Terra— the Prime Material Plane— was over seventy per cent inundated by the boundless seas, its precious waters of life held hostage by gravity and atmosphere, ebbing and flowing endlessly, its currents and streams unknowable by the mere mind of men. 

If on land there existed places where the Prime Material grew thin, and the Elementals that inhabited their irrespective planes emerged to forage or begin new lives— then the ocean's three-dimensional, depthless space was a sieve of planar-instability, bringing every flotsam and jetsam from Krakens to Charybois to alluring Sirens through dimensional tears larger than human cities. 

Thankfully, these creatures of the deep, so used to the cold dark of the Elemental Plane of Water, rarely sought the warm and lighted space of the sunlight zone. 

Unfortunately, what these marauding masses of ageless predation also brought was a game of hunger in which monsters were pushed from stratum to stratum, rising bottom-up to plague Terra's oldest migrants— what Humanity called the Mermen. 

To say that the Mermen were a single species would be a great misunderstanding. The ocean, with its hugely variable living conditions, had led to the rapid evolution of creatures far more complex than the happy homogeneity offered by the arithmetic surety of living on land. What their numerous habitats also meant was that like the ocean itself, the arrangements and politics of the sea were always in flux. 

On his coral dais, affixed to the cargo carrier's bridge, Lei-bup slumped against the side of his throne. Below, with the anchor-chains around their bullish necks, two tamed Ningen, their limbs lazily swimming through the water, pulled the Human ship toward its destination with powerful swishes of their vast, fleshy fins. 

Beside him, the Great Shoal of the Elder One, the multitude faithful of Yog, Saviour of the Deep, travelled as a constant stream toward the underwater city of Blightreef. 
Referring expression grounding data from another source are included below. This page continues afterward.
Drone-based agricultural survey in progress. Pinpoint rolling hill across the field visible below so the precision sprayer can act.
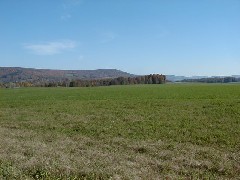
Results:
[0,67,134,83]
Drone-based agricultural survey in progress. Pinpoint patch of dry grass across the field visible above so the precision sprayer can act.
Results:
[0,85,240,179]
[0,128,240,179]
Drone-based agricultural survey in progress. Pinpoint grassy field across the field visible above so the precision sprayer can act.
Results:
[0,84,240,179]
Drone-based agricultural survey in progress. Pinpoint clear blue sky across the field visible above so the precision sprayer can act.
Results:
[0,0,240,76]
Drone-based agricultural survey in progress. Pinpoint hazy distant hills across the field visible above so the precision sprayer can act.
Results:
[0,67,134,82]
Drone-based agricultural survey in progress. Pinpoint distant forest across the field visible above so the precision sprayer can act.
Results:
[0,74,166,88]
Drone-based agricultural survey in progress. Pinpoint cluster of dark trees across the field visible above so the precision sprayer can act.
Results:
[69,74,166,87]
[181,77,240,83]
[0,74,166,88]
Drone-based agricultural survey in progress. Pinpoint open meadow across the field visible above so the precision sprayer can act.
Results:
[0,84,240,179]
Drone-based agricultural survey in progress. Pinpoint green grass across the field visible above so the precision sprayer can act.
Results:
[0,84,240,179]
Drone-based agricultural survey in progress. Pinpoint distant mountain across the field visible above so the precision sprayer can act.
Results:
[0,67,135,83]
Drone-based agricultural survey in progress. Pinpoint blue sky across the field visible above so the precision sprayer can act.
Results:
[0,0,240,76]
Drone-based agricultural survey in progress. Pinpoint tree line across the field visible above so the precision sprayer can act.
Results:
[0,74,166,88]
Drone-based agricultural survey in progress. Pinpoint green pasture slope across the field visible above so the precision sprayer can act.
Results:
[0,84,240,179]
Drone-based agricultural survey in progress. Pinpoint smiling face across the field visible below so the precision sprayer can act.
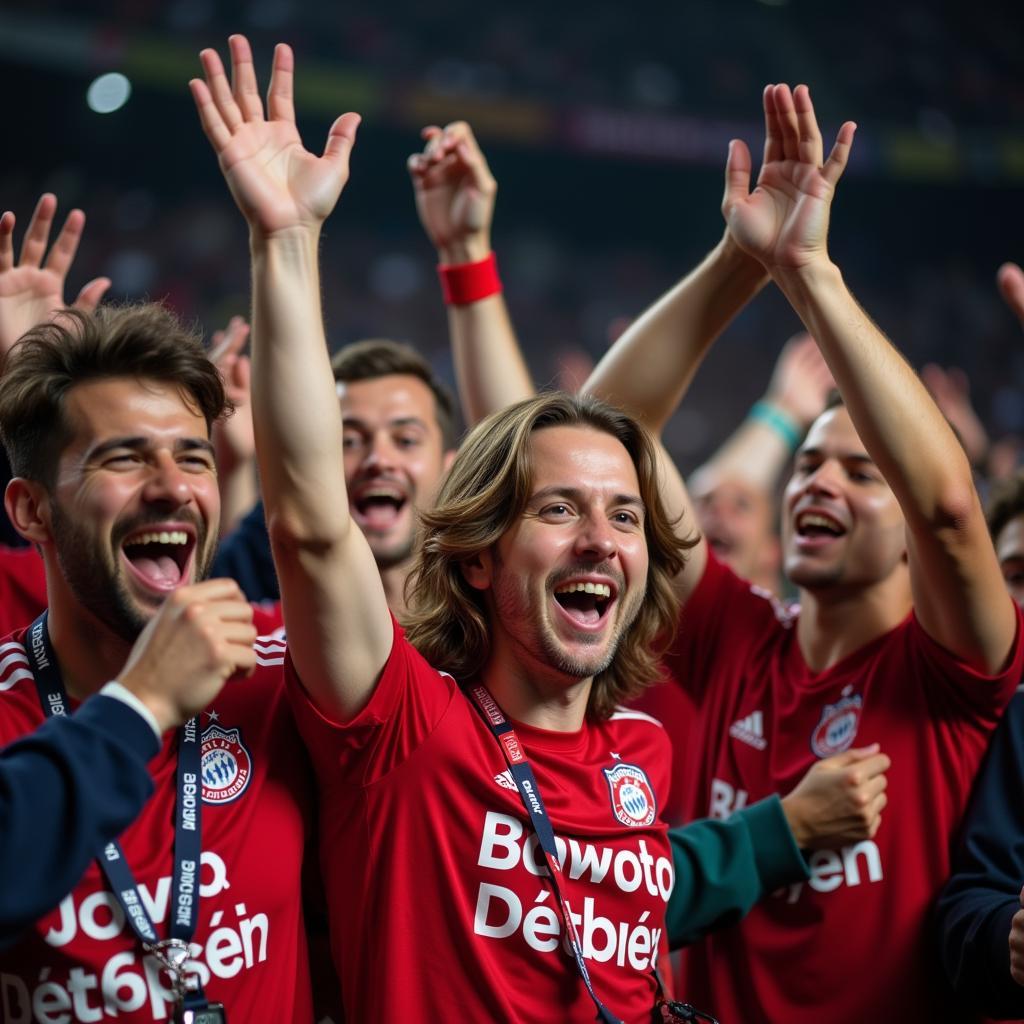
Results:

Ever since leading his people from Turd Island, they had absorbed tribe after tribe, clan after clan, spreading the gospel of the Pale Priestess. In his heart, he knew that the power of the Elder One was unfathomable and that its will was as unpredictable as the sea. He was merely its instrument, a Mermaid's Purse sown by the Pale Priestess to do the All-Watching One's bidding. 

Even now, his near-death made him shudder. The last instance Lei-bup had successfully called forth the Pale Priestess' Shoggoth, it had fully descended onto the island and devoured every last living thing that existed. 

That night, Lei-bup had thought himself on the verge of rapture.

Yet, when the screaming had stopped, and only the silent susurration of the sea sounded on Turd Island, Lei-bup and a dozen of the faithful remained. 

Was it luck? A little voice at the back of Lei-bup's mind demanded. 

No. Lei-bup felt an unholy assurance surge up his spine and envelope his Core. 

His survival was intentional. He had been chosen. The great Shoggoth, O digit of the Old Ones, poking through the abyssal gates to anoint the faithful, had chosen Lei-bup as its prophet. 

"Iä! Great Elder One! O key to the Gates where the Spheres Conjoin!" Lei-bup recalled howling at the starless havens. "PRAISE!" 

"PRAISE!" 

"PRAISE!" 

"PRAISE!" echoed the voices of the surviving faithful, each rancorously covered in layers of abandoned ectoplasm. 

Joining the survivors, cries of jubilation and awe echoed from the sea. All around Turd Island, drawn by the tribe's unexpected ascension, hundreds of thousands of the sea's denizens had witnessed their communion with a God of the depth, saw the improbable survival of Lei-bup and his priests, and shuddered at the unfathomable power of the Shoggoth. 

After that, Lei-bup knew he had crossed the threshold of the void's baptism. 

Where he had been the leader of the Jifen Folk and de facto master of the archipelago, he now metamorphosed into the heart of an immigrating shoal. A Great Shoal! The very thought straightened his spine— for though he was the wise Elder of the Jifen, there had been no Great Shoals seen since what the Human's called the Beast Tide.  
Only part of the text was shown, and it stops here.